Naturally, public administrators have found it politically easier to manage their balances by cutting on investment from year to year, rather than on cutting recurrent expenditure.
So, the two pack/sixpack system is actually serving to counter the policy priority of boosting investment.
What should be done about this?

b) My second question relates to having the country specific recommendations and having guidelines drawn up by the Commission when responding to the draft budgets presented by the national governments.
We know the technical criteria on which the Commission must draw on its conclusions.
Still, when making forward assessments, there is still a reliance on subjective factors.
The question remains: Do the positions adopted by the European Commission reflect the good of the Eurozone as a whole, or they reflect that of the country involved?
One could claim that in the long run, both aims coincide but again in the long run, we are all dead.
Where exactly does the balance lie between the national interest as assessed by the government of the state concerned, and the interest of the Eurozone as a whole, as drawn by the Commission? This is a question which relates of course to the controversy we are having now on what’s going on with respect to Italy and France but it is a wider question as well.

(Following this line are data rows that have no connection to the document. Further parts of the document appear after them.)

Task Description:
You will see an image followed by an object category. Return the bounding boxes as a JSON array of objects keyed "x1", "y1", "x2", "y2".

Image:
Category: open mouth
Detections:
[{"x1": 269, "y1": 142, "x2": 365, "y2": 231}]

Answer of Commissioner Pierre Moscovici

I frankly see no contradiction between the implementation of the rules and the investment plan. As Madame Peres said a few minutes ago, we tried with Mr Dombrovskis and Mrs Thyssen to present you the annual growth survey as a global approach of three components. The first one being fiscal consolidation, which has to be reviewed, the second being structural reforms which have to be led and the third one being the newest, which is the investment plan. I think they complete each other. It is absolutely necessary to go on with this consolidation and I will repeat here that having more deficits or more debt is not a strength for the economy and if you had more deficits or more debts nobody could say that this could be used, if you look at the components of public expenditures to invest more. And this is why the investment plan has been conceived as you know with the constitution of a fund which is based on guarantees from the European budget and from some implementation of the capital of the EIB, plus eventually additional contributions by member states which will not enter into the calculation of the public deficit or public debt of those countries. So this is a global view, this is a global approach and I think it is a better one because precisely it is more coherent and because it treats all the aspect of the solution that we must try to define to get out of the crisis made by this combination of low inflation, low growth and high unemployment, which is absolutely unacceptable for our citizens in Europe. For your second question, I repeat that through as well opinions on draft budget and through the Macroeconomic Imbalances Procedure we have analysed the relative situation of the debtors and creditors and we know that some efforts in different kind have to be made by both and that we need to have more coordination of economic policies and that we need also in some countries to see how the fiscal capacity can be developed to create investment there, meaning as well private and public investment.